Wir werden prüfen, welche Dienste die Aggregation der Flexibilität den verschiedenen am System beteiligten Akteuren anbieten kann. Einige dieser Dienste sind miteinander kompatibel, so dass die Aggregation von Flexibilität zwei oder mehr kompatible Dienste gleichzeitig für mehr als einen Akteur anbieten könnte. In anderen Fällen könnten die angebotenen Dienste unvereinbar sein, und die lokale Regulierung, der Anbieter der Aggregation oder der Markt müssen eine Auswahl treffen. In den folgenden Abschnitten werden die Produkte, die die Aggregation von Flexibilität den verschiedenen Akteuren des Systems anbieten kann, und der Mehrwert für jeden einzelnen Kunden erläutert.

Flexibilitätswert für Verteilernetzbetreiber

Das Ausmaß, in dem Elektrizitätsversorgungsunternehmen das Geschehen in ihren Netzen kontrollieren können, ist auf der Hoch- und Mittelspannungsebene akzeptabel, in Niederspannungsnetzen jedoch in vielen Fällen sehr gering oder gar nicht vorhanden.
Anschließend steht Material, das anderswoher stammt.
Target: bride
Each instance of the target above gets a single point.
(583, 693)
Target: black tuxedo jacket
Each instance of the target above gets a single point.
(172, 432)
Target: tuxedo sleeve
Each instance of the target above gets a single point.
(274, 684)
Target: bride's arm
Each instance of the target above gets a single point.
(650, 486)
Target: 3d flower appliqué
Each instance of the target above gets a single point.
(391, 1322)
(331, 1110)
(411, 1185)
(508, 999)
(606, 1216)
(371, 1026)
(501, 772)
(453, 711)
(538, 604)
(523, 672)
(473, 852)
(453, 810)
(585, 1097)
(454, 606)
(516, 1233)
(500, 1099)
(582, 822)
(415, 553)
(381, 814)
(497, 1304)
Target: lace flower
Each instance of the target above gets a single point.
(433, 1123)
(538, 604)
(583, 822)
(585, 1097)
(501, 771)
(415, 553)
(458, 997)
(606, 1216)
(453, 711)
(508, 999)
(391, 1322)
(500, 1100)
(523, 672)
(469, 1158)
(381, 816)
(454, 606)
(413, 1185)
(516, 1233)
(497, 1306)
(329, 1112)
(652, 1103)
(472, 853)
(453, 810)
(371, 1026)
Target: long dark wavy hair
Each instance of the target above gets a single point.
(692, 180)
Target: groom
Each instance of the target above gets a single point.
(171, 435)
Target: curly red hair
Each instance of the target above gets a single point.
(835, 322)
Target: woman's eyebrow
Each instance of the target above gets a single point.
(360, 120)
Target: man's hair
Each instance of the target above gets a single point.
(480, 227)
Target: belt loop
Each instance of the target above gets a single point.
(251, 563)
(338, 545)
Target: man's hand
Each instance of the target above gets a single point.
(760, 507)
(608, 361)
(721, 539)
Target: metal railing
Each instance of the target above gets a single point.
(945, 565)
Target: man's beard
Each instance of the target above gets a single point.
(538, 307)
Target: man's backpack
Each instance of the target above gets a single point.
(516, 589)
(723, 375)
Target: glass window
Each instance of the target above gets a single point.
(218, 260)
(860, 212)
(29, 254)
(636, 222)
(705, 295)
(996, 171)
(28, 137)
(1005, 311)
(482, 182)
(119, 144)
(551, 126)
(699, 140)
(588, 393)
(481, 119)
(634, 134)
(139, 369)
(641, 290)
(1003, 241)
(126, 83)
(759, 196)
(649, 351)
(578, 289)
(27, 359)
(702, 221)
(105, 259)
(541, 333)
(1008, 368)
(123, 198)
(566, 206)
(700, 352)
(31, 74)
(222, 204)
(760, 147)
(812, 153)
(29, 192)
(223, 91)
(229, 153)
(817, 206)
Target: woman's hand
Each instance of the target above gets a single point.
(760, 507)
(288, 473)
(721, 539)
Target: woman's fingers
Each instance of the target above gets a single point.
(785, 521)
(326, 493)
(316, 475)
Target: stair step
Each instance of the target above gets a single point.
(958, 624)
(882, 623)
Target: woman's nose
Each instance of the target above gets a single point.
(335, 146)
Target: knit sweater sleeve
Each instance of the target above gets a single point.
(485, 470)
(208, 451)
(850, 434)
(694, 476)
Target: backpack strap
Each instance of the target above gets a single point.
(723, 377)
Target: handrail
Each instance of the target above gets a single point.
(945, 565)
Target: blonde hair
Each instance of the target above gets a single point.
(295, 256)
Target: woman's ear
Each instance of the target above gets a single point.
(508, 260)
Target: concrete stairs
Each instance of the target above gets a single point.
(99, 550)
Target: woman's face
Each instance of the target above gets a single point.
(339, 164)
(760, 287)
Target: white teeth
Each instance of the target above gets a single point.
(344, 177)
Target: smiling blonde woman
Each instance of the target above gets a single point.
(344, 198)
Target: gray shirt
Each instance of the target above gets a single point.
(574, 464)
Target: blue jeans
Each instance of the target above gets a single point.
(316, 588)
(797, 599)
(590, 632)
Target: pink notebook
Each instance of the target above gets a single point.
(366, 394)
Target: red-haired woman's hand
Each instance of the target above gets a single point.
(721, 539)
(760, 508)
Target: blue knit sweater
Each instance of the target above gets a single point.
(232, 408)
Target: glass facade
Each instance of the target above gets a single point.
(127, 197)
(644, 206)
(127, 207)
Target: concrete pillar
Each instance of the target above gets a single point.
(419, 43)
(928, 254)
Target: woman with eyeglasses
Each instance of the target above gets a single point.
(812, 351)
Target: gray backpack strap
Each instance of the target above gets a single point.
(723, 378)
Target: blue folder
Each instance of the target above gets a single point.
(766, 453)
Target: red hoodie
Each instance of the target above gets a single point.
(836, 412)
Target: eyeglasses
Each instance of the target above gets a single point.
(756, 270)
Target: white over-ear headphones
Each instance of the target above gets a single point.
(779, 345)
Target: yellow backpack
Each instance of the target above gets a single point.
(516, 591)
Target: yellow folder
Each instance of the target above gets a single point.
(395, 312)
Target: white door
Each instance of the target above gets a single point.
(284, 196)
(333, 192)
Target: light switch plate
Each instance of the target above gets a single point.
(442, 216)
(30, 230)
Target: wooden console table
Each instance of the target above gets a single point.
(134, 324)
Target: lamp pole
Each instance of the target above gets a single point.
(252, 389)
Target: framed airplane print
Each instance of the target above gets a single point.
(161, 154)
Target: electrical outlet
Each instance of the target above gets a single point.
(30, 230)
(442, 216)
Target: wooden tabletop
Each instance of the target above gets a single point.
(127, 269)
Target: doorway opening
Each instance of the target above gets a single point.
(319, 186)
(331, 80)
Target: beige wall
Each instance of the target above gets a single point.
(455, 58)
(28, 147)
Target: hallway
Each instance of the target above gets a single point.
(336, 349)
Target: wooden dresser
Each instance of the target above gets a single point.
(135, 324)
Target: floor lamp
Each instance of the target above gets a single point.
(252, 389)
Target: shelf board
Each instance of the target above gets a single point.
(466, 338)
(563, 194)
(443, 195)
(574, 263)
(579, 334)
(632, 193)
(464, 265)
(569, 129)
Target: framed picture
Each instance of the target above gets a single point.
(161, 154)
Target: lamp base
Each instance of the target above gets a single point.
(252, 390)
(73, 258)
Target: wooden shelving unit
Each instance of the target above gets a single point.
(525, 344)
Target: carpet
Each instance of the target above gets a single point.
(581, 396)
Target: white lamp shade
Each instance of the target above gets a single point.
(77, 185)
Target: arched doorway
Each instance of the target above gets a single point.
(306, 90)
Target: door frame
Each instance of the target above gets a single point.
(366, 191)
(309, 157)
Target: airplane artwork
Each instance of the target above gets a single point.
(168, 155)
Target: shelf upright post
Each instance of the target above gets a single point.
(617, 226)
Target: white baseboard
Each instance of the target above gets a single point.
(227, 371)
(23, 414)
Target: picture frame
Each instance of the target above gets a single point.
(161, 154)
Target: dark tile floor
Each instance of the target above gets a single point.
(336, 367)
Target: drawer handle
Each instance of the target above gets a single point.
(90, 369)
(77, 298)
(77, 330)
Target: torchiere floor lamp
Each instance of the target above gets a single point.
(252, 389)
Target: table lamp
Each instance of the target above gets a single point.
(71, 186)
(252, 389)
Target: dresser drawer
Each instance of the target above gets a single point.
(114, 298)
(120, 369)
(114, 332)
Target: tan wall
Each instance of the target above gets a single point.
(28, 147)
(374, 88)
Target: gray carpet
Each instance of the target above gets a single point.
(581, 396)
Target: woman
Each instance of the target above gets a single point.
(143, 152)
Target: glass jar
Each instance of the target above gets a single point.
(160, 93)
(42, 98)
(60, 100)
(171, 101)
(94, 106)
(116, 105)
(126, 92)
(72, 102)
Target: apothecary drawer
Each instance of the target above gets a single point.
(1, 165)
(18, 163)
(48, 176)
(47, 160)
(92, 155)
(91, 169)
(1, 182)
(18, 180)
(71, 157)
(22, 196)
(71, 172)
Unter Umständen verfügen die Umspannwerke, die das Niederspannungsnetz mit dem Mittelspannungsnetz verbinden, über Stufenschalter, die es ihnen ermöglichen, die Ausgangsspannung des Transformators in Abhängigkeit von der Belastung der von ihnen versorgten Niederspannungsleitungen bis zu einem gewissen Grad zu regulieren. Die Anzahl der Vorgänge, die mit dieser Art von Geräten durchgeführt werden können, ist jedoch sehr begrenzt, da sie in den meisten Fällen manuell durchgeführt werden müssen und eine einmal geänderte Anzapfung für einen langen Zeitraum in dieser Position verbleibt, so dass dieser Mechanismus in einem Kontext, in dem die Dynamik der Lastschwankungen schnelle Schwankungen des Spannungsniveaus verursacht, nicht akzeptabel ist. Ähnliches könnte man über den Einsatz von Kondensatorbatterien sagen, die Blindleistung in das System einspeisen und so die Spannung erhöhen. Einerseits ist ihr Einsatz nicht sehr weit verbreitet und ihre Kontrollmechanismen erlauben keine schnelle und kontinuierliche Regelung der eingespeisten Blindleistung.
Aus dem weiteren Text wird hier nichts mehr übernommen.